3º.- Proporcionalidad en el medio para repeler la agresión
En el caso que nos ocupa no solo no se ha probado la existencia de dichos requisitos sino, mas bien, que hubo una agresión, primero verbal y luego física, mutuamente aceptada en cuyo caso y según reiterada y pacifica jurisprudencia, no puede ser aplicada la circunstancia postulada por la apelante en ninguna de sus modalidades ni tampoco como atenuante.
QUINTO.-Finalmente alega la representación procesal de Carlos Ramón que, en caso de ser condenado, se le aplique el artículo 147.2 en su modalidad de delito leve.
No es posible atender al pedimento del recurrente pues basta leer el informe medico forense referente a las lesiones causadas por el apelante a Melisa y que han quedado probadas para comprender que no puede ser de aplicación el artículo 147.2 del Código Penal , como pretende el apelante, sino que es de plena aplicación al caso que nos ocupa el artículo 147.1 del mencionado Código.

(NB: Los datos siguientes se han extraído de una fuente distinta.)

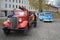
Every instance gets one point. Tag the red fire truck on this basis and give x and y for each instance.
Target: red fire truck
(21, 19)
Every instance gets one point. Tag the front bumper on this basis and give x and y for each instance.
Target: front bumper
(47, 20)
(15, 29)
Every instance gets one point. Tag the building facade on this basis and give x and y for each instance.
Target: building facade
(8, 5)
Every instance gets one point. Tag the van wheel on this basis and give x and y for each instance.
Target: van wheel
(6, 32)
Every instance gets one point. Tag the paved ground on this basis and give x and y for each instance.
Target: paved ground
(44, 31)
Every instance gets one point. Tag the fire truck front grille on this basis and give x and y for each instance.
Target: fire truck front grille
(14, 21)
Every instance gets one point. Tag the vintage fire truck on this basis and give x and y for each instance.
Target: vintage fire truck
(20, 20)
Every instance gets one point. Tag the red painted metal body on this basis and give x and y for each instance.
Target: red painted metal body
(25, 20)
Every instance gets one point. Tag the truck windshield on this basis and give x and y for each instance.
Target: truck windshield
(19, 13)
(48, 14)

En este sentido, es clara también la improcedencia también del motivo invocado, puesto que la descripción narrativa del relato sobre el que se asienta el pronunciamiento ahora apelado es de sobra bastante e idónea para alcanzar su conclusión condenatoria.
SEXTO.-Por todo lo cual procede la desestimación íntegra del recurso interpuesto por la representación procesal de Carlos Ramón y del interpuesto por la representación procesal de Melisa y la confirmación de la sentencia dictada por el Juzgado de lo Penal Número Tres de esta Ciudad en cuanto a este recurso se refiere.
VISTOSlos preceptos legales citados, y demás de pertinente aplicación del Código Penal, y el artículo 795 de la Ley de Enjuiciamiento Criminal .
Fallo
QueDESESTIMANDOel recurso de apelación formulado por la representación procesal de Carlos Ramón y del interpuesto por la representación procesal de Melisa , confirmamos íntegramente la sentencia dictada con fecha 29 de Junio de 2016 por la Ilma. Sra. Magistrado Juez del Juzgado de lo Penal Número Tres de Zaragoza, en las Diligencias P.A. nº 58 de 2015 , declarando de oficio las costas de esta segunda instancia.
Devuélvanse las actuaciones de primera instancia al Juzgado de procedencia con certificación de esta resolución, para su ejecución y cumplimiento, debiendo acusar recibo.
Así por esta nuestra sentencia, juzgando definitivamente, lo pronunciamos, mandamos y firmamos.